There are numerous potential ways in which any one person can compensate around dysfunction. The above are some hypothetical examples. The primary point is that rotation does in fact occur at the knee, and it is greatly affected by our both feet and our hips. In order to optimize our knee function, it is imperative that we consider rotational stability and how things are functioning above and below at the hip and foot respectively. Ensuring optimal stability at the pelvis and movement through the hip, as well as stability of the foot and movement in the ankle will allow the knee to stay within its optimal parameters for movement, reducing the likelihood of symptoms.

Patellar Tracking

The patella being one of the primary structures involved in knee mechanics, it is important to have an understanding of the role the patella plays in movement, as well as what muscles are involved in those movements.

IMG_2561.PNG

The patella is a sesamoid bone. We have just a few sesamoid bones in the entire body, the others are located in the flexor hallucis brevis muscle on the bottom of the foot. What characterizes a sesamoid bone is that it is embedded within the tendon. Sesamoid bones essentially act like pulleys, allowing for increased mechanical advantage and improve a tendon’s ability to transmit forces.

Our patella is the largest sesamoid bone in the body, and it is primarily acted upon by some very large and powerful muscles, the quadriceps. Optimized knee mechanics require balanced patellar tracking, and balanced patellar tracking is ultimately determined by balance in the quadriceps. We have 4 quad muscles (hence, “quads”), and each function just a bit differently.

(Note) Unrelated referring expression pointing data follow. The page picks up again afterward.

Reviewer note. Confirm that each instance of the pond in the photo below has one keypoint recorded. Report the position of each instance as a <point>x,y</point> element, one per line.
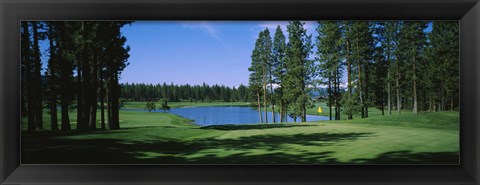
<point>220,115</point>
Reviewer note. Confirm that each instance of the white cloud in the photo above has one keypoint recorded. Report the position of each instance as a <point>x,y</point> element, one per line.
<point>206,27</point>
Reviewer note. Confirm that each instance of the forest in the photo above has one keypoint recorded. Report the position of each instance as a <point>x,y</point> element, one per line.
<point>389,65</point>
<point>365,92</point>
<point>85,61</point>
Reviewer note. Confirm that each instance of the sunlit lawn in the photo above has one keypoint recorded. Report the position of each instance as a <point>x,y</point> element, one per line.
<point>155,138</point>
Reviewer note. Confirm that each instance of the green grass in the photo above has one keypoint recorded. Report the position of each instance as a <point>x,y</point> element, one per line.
<point>159,138</point>
<point>141,105</point>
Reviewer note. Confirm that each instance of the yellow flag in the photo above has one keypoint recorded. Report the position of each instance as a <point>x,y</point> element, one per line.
<point>319,110</point>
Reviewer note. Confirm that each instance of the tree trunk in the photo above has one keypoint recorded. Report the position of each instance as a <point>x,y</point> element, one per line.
<point>335,92</point>
<point>330,97</point>
<point>265,94</point>
<point>94,94</point>
<point>53,90</point>
<point>397,85</point>
<point>79,99</point>
<point>337,96</point>
<point>451,104</point>
<point>28,77</point>
<point>414,87</point>
<point>366,71</point>
<point>37,79</point>
<point>349,80</point>
<point>115,102</point>
<point>259,106</point>
<point>360,89</point>
<point>102,101</point>
<point>272,102</point>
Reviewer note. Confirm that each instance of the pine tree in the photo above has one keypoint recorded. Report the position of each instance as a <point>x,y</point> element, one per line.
<point>329,46</point>
<point>278,55</point>
<point>412,44</point>
<point>255,77</point>
<point>300,69</point>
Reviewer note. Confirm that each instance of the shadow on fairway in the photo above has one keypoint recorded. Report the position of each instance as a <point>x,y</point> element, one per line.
<point>256,126</point>
<point>409,157</point>
<point>157,150</point>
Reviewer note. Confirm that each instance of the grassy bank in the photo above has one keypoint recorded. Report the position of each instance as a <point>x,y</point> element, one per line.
<point>141,105</point>
<point>153,138</point>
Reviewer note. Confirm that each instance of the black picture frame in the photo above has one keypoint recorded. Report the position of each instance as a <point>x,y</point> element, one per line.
<point>13,11</point>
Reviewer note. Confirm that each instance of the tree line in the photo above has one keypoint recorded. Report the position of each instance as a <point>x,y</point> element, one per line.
<point>175,93</point>
<point>82,72</point>
<point>392,65</point>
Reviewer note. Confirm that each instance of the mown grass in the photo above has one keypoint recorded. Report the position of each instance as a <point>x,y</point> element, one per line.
<point>141,105</point>
<point>162,138</point>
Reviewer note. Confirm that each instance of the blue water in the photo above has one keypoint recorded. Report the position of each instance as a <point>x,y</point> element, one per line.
<point>220,115</point>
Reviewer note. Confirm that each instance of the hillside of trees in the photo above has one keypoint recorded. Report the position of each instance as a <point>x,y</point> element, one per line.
<point>176,93</point>
<point>391,65</point>
<point>394,66</point>
<point>85,61</point>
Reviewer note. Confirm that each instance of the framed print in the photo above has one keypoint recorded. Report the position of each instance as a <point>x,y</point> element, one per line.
<point>240,92</point>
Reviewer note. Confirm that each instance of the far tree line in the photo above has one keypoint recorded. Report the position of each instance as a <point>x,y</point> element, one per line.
<point>193,93</point>
<point>83,68</point>
<point>392,65</point>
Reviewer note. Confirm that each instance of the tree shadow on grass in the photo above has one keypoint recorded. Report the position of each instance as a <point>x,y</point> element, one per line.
<point>409,157</point>
<point>251,127</point>
<point>157,150</point>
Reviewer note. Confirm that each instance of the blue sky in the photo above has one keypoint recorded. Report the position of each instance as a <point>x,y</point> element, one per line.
<point>193,52</point>
<point>214,52</point>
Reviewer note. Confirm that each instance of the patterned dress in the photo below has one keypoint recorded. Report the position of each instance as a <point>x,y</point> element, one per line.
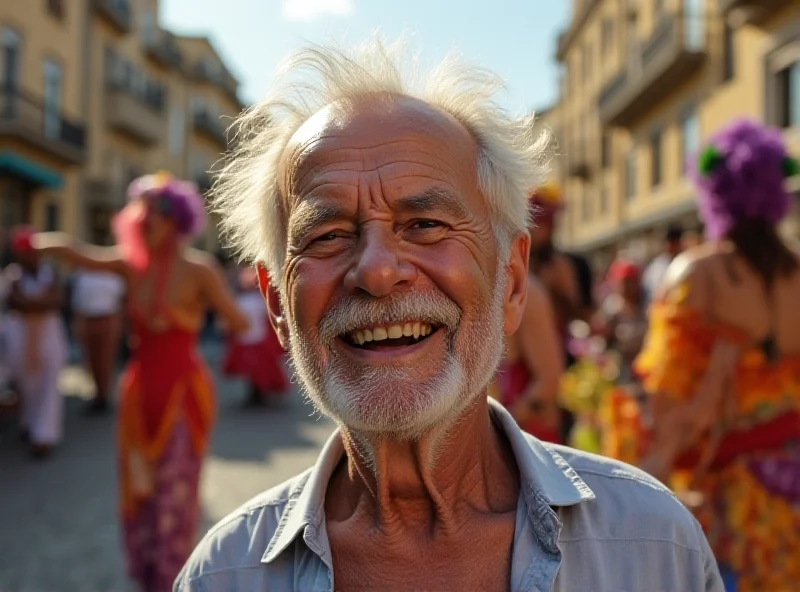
<point>166,416</point>
<point>747,469</point>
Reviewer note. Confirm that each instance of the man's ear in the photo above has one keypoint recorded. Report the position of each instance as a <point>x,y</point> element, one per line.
<point>273,301</point>
<point>516,294</point>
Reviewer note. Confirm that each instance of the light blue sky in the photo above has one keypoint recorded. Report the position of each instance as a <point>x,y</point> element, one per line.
<point>515,38</point>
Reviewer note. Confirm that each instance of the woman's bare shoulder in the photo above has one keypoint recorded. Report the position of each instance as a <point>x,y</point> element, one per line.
<point>700,259</point>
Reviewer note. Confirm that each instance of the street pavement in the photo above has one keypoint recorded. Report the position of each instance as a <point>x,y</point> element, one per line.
<point>58,518</point>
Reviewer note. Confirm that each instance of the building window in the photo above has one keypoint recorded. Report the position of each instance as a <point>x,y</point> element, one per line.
<point>605,151</point>
<point>51,217</point>
<point>655,158</point>
<point>603,199</point>
<point>690,136</point>
<point>728,53</point>
<point>789,96</point>
<point>56,8</point>
<point>148,27</point>
<point>586,207</point>
<point>607,40</point>
<point>630,175</point>
<point>11,44</point>
<point>52,98</point>
<point>177,131</point>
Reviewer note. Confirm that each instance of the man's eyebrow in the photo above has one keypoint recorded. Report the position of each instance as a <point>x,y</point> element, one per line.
<point>435,199</point>
<point>311,215</point>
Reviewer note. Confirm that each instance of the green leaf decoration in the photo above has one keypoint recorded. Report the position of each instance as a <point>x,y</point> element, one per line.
<point>710,159</point>
<point>791,167</point>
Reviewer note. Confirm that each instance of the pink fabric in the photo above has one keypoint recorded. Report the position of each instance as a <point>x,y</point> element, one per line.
<point>160,537</point>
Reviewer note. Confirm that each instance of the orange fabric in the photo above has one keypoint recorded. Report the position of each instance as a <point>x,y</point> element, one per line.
<point>165,381</point>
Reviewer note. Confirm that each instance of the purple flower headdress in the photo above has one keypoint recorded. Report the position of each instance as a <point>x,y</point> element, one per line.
<point>741,175</point>
<point>178,200</point>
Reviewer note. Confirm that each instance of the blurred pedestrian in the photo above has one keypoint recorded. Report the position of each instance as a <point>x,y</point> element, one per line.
<point>37,344</point>
<point>654,273</point>
<point>393,227</point>
<point>529,375</point>
<point>97,303</point>
<point>166,407</point>
<point>256,355</point>
<point>722,363</point>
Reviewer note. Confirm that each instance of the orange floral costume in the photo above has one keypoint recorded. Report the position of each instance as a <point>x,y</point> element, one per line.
<point>748,477</point>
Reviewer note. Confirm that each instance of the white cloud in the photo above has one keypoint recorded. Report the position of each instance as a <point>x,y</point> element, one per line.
<point>306,10</point>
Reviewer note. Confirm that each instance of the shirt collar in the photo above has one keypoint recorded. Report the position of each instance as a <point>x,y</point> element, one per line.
<point>543,473</point>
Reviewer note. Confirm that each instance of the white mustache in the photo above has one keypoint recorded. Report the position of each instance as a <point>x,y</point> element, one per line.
<point>354,312</point>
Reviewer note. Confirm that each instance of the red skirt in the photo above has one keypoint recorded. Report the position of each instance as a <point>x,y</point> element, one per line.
<point>513,380</point>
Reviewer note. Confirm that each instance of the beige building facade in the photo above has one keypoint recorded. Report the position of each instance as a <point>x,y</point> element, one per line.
<point>644,82</point>
<point>113,95</point>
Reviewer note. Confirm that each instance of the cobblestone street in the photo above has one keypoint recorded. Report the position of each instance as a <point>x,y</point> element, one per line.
<point>59,528</point>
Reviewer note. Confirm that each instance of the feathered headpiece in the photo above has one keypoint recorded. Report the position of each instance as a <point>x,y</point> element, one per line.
<point>741,175</point>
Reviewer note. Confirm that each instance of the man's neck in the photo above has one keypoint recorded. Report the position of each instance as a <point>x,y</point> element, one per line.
<point>437,483</point>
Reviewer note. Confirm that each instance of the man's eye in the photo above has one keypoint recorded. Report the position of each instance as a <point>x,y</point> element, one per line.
<point>427,224</point>
<point>328,236</point>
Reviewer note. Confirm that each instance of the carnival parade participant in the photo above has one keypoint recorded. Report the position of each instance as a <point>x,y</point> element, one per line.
<point>97,302</point>
<point>721,364</point>
<point>256,355</point>
<point>167,406</point>
<point>36,344</point>
<point>528,377</point>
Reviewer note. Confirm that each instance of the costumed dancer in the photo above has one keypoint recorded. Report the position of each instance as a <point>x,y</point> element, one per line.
<point>36,344</point>
<point>528,378</point>
<point>256,355</point>
<point>167,405</point>
<point>721,364</point>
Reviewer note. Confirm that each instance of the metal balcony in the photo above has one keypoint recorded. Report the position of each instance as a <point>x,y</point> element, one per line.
<point>211,127</point>
<point>116,12</point>
<point>751,12</point>
<point>29,120</point>
<point>666,59</point>
<point>165,50</point>
<point>134,114</point>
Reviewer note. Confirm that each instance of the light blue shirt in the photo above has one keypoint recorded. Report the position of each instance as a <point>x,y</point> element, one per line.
<point>584,523</point>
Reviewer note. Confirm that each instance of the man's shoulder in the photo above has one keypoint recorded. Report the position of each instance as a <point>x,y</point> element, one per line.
<point>629,503</point>
<point>239,541</point>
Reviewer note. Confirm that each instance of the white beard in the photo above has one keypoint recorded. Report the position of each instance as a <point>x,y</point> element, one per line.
<point>405,402</point>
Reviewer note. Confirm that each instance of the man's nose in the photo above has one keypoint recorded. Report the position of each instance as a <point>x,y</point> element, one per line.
<point>379,268</point>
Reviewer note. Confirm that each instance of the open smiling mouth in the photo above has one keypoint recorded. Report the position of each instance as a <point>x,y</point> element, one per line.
<point>399,335</point>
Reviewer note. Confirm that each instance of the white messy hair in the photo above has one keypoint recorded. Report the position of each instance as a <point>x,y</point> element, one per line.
<point>512,156</point>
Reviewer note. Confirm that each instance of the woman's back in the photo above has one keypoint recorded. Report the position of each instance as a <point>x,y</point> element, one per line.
<point>727,290</point>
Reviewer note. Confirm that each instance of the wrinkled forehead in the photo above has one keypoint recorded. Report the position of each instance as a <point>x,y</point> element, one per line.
<point>380,134</point>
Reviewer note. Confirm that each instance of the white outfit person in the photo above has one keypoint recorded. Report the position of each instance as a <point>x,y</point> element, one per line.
<point>37,353</point>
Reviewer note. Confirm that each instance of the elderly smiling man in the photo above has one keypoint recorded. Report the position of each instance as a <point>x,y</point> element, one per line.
<point>391,221</point>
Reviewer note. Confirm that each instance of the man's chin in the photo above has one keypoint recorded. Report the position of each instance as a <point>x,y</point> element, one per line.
<point>394,409</point>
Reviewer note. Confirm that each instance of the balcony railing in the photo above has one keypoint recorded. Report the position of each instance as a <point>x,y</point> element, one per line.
<point>672,54</point>
<point>164,49</point>
<point>135,113</point>
<point>116,12</point>
<point>752,12</point>
<point>29,119</point>
<point>566,38</point>
<point>211,126</point>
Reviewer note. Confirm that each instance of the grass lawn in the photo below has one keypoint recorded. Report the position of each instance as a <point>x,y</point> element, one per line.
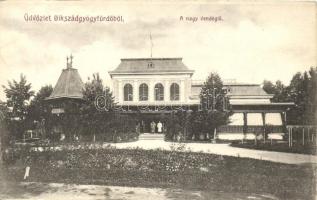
<point>166,169</point>
<point>280,147</point>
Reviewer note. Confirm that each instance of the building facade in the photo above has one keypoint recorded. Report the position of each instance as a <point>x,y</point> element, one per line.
<point>151,87</point>
<point>154,86</point>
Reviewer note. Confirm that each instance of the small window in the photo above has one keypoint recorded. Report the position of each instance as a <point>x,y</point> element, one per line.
<point>159,92</point>
<point>143,92</point>
<point>128,92</point>
<point>150,65</point>
<point>174,92</point>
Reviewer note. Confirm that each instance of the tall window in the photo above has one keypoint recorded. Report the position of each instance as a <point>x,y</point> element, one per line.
<point>128,92</point>
<point>143,92</point>
<point>174,92</point>
<point>159,92</point>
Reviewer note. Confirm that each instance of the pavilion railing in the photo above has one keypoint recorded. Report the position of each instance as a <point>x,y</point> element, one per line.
<point>302,134</point>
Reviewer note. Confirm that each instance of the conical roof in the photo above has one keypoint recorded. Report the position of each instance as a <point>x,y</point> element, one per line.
<point>69,85</point>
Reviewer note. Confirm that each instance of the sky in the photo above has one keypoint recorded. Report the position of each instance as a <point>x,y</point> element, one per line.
<point>253,41</point>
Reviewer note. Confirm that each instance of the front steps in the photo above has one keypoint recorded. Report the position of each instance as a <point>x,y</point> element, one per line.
<point>150,136</point>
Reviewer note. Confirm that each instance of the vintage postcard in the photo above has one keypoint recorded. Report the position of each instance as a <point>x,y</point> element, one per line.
<point>158,100</point>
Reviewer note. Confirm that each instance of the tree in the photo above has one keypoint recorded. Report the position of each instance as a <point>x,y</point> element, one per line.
<point>18,96</point>
<point>40,111</point>
<point>302,91</point>
<point>97,117</point>
<point>213,101</point>
<point>212,92</point>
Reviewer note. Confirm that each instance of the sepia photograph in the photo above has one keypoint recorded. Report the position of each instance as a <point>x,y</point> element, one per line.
<point>160,100</point>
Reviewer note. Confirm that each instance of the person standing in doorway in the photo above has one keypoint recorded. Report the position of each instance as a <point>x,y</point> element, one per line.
<point>153,126</point>
<point>159,127</point>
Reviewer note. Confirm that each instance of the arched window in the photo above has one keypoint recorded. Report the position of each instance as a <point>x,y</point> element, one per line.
<point>128,92</point>
<point>143,92</point>
<point>174,92</point>
<point>159,92</point>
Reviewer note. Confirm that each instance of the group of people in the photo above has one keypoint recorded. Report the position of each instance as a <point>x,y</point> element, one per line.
<point>159,127</point>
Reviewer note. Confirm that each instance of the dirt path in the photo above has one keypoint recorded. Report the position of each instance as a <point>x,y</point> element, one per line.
<point>223,149</point>
<point>39,191</point>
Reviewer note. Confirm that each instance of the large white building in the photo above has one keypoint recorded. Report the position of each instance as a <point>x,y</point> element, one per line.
<point>154,86</point>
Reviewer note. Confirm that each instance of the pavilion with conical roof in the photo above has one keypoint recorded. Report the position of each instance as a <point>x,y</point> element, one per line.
<point>69,84</point>
<point>68,88</point>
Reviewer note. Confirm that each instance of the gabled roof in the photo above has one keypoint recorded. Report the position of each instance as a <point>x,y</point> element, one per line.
<point>245,90</point>
<point>151,65</point>
<point>69,85</point>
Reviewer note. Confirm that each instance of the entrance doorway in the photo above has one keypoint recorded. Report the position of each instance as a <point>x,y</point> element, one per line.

Take a look at them below.

 

 

Going clockwise from upper left:   Vastus Lateralis (outer quad), Vastus Medialis (inner quad), Vastus Intermedius (middle quad), and Rectus Femoris (two-joint quad, crossing both the knee and the hip).

 


Vastus Lateralis (Outer Quad)Vastus Medialis (Inner Quad)Vastus Intermedius (Middle Quad)Rectus Femoris (notice how it crosses the knee AND hip joints)

Common sense would tell us that if the lateral quad muscle fibers pull with too much tension relative to the medial quad fibers, the patella will track more laterally; the opposite is also true. We definitely want to make sure that our vastus lateralis and vastus medialis are working in harmony in order to keep our patellar tracking optimized.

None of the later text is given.